We began dating shortly after I had left Circuit City but before starting at my next career and hadn’t been dating very long when I met her parents. In case anyone cares, we were enjoying our time together and thought we were fairly serious fairly fast and since her parents lived 2 hours away and happened to be in town, it made sense to meet them then. At that time I had peaked in my pile of debt, had some cash and was inbetween jobs. Eventually I found my new job, Dave Ramsey, and got to work on my mess. Whenever I came clean about the debt pile and getting it under control, I just remember the support and understanding toward the goal. It wasn’t some huge momentous event but to tell someone about it seemed to really take some weight off my shoulders because at that point all anyone knew in my friend group was that I made a lot of money for a young guy with no degree, and they watched me spend it. What they didn’t know was that I had no idea how to manage it, and I was spending more than I had coming in.
This first year or so of us dating and being smart about how we spent money together when we did spend money together wasn’t really all that hard, she was in school and most people we knew didn’t have much money so we were all in the same boat. The only change was I stopped spending money like an idiot and focused on paying off debt. There were some challenges here or there where I’d want to do something and chose not to, and some other times where we took a moment and recognized I’d already gotten everything under control and had made massive strides and it was time to let loose a little bit and spring for 9 holes of golf together at a cheap $14/player course. We talked more about money as a result than most dating couples probably do and we were seriously dating and talking about marriage early on but I wanted this money pile out of the way first. I remember a number of times looking forward and talking about how much we’d both appreciate it if all of my mess is cleaned up going into a marriage and then we’d have two incomes and only her student loans to take care of.
Prior to getting married the housing market had tanked and was beginning to start its recovery, you can read all about our first house purchase in a post titled “Our first house”. For the purposes of this current post its worth noting that we starting house hunting and had a purchase contract about 6 months before we were married, and we wanted to buy something so cheap that you couldn’t even rent for that rate so that if either of us were in a job pinch, we could get a job doing anything and have enough money to pay for it. That plan worked and we ended up with a mortgage payment, taxes, insurance, and an HOA fee totalling somewhere between $775-$850 per month, at the time a 2 bedroom apartment would be around $900-1,050 for something below average in quality.

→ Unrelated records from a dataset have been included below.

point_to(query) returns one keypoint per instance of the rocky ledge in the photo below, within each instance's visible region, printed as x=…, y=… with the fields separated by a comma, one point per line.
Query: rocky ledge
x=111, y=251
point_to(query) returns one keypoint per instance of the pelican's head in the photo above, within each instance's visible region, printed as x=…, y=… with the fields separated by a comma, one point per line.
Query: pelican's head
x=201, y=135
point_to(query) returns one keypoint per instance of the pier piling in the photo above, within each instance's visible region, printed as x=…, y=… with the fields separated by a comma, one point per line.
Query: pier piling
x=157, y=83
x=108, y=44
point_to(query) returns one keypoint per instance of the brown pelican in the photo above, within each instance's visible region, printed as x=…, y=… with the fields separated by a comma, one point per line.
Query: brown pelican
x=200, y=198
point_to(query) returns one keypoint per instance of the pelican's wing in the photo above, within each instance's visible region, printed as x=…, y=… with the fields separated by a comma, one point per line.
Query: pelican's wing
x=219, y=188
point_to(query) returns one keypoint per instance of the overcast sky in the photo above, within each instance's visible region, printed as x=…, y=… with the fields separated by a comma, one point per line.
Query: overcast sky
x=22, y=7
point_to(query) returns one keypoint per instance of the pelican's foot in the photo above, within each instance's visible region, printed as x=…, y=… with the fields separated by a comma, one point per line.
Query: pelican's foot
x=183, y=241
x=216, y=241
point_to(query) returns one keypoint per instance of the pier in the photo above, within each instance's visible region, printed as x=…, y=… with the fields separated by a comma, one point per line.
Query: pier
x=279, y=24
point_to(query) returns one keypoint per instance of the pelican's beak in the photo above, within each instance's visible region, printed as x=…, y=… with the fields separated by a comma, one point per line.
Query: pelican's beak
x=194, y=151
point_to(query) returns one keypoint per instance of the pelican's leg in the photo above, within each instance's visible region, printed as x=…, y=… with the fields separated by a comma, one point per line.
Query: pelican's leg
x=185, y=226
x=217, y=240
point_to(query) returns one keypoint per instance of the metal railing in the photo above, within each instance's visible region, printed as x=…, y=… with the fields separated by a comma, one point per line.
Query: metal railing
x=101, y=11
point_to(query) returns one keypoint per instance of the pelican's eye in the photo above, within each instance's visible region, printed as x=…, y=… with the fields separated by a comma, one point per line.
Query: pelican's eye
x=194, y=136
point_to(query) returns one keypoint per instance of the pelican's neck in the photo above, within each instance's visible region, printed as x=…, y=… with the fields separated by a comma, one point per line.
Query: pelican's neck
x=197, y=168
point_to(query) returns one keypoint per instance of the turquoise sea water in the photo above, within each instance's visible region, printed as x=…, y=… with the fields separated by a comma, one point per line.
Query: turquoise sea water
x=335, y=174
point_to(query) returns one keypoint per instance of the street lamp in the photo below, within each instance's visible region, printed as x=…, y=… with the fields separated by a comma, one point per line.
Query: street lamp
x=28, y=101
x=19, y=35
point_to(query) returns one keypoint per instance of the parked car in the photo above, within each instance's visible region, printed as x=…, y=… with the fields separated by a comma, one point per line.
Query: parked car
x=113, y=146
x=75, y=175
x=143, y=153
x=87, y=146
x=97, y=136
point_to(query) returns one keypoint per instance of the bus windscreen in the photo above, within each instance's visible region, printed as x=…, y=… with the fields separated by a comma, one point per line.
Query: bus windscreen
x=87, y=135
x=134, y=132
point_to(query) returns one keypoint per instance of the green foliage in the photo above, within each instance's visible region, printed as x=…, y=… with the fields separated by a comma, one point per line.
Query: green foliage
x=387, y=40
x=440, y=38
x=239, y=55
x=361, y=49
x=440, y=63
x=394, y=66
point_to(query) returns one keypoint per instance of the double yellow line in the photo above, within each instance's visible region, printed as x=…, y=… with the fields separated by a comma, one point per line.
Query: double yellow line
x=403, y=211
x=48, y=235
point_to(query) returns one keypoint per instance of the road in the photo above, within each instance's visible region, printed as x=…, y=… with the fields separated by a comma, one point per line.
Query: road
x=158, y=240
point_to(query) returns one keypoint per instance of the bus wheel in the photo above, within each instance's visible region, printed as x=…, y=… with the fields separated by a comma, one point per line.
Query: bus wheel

All these little decisions and discussions added up over time and we went into our marriage knowing that we were going to be financially fit, we were going to follow the Dave Ramsey Plan within reason, and we’d be putting ourselves in a really good spot for our long term future. By the time we went to pre-marriage counseling we had sorted out a lot of life plans and I remember taking this test individually and our counselors telling us there wasn’t much to talk about because we were already so deeply aligned, and no we didn’t cheat on the test.